Theriogenology 2019 Dec 27;140:201-209. Epub 2019 Aug 27.

School of Natural Resources and Extension, University of Alaska Fairbanks, Fairbanks, AK, 99775-7200, United States.

The effects of medroxyprogesterone acetate (MPA) on velvet antler cleaning, hypophagia, aggressive behavior and fertility were evaluated in farmed reindeer bulls during a 2-year study. Eight reindeer bulls aged 1-4 years were divided into 2 groups balanced for age. During each year, one group (MPA, n = 4) was treated with MPA 2 wk prior to the expected onset of rut while the other group (CTL, n = 4) served as untreated controls. Feed consumption, behavior and antler cleaning were recorded daily or 3 x weekly for 3 mo. Each year a dominant CTL and MPA bull were put into separate harems of estrous synchronized females for 1 wk in mid-September. Following harem breakup, semen was collected from all bulls via electroejaculation and evaluated. In Year 2 the bulls were switched such that year 1 MPA bulls received the CTL treatment and year 1 CTL bulls received MPA treatment. In Year 2 all eight bulls received MPA treatment/booster following semen collection. In both years, MPA treatment reduced rut associated body weight loss (p ≤ 0.05), rut associated hypophagia (p ≤ 0.001), interfered with velvet antler cleaning, and abolished aggressive rut related behavior. All of these changes suggest suppression of testosterone mediated effects.
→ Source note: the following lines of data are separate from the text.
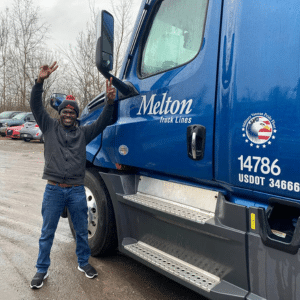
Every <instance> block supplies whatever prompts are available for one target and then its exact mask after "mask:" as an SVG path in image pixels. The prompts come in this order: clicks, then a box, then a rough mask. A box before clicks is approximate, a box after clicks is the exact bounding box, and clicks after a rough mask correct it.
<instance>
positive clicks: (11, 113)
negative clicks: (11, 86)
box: [0, 111, 21, 119]
mask: <svg viewBox="0 0 300 300" xmlns="http://www.w3.org/2000/svg"><path fill="white" fill-rule="evenodd" d="M19 113H21V111H3V112H2V113H1V114H0V119H11V118H13V117H14V116H15V115H17V114H19Z"/></svg>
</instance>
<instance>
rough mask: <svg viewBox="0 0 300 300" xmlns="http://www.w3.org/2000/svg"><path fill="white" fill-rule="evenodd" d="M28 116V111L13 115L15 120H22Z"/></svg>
mask: <svg viewBox="0 0 300 300" xmlns="http://www.w3.org/2000/svg"><path fill="white" fill-rule="evenodd" d="M25 116H26V113H21V114H18V115H16V116H14V117H13V120H21V119H23V118H24V117H25Z"/></svg>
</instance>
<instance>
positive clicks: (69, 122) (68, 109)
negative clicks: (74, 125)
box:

Alternatively, semen parameters differed little between treatment groups with the exception of reduced sperm concentration and total sperm production in MPA bulls (p ≤ 0.05). All CTL bulls in Year 2 exhibited full rut behavior with the dominant bull successfully breeding 100% of females available for breeding, suggesting no carryover effect of MPA treatment from the previous year. The MPA bull successfully bred 4 of 6 females (Year 1) but the MPA bull in Year 2 failed to sire any offspring. A single 400 mg treatment of MPA just prior to rut was sufficient to suppress rut associated aggression and hypophagia on a short-term (3 mo) basis. It did not however, completely suppress fertility.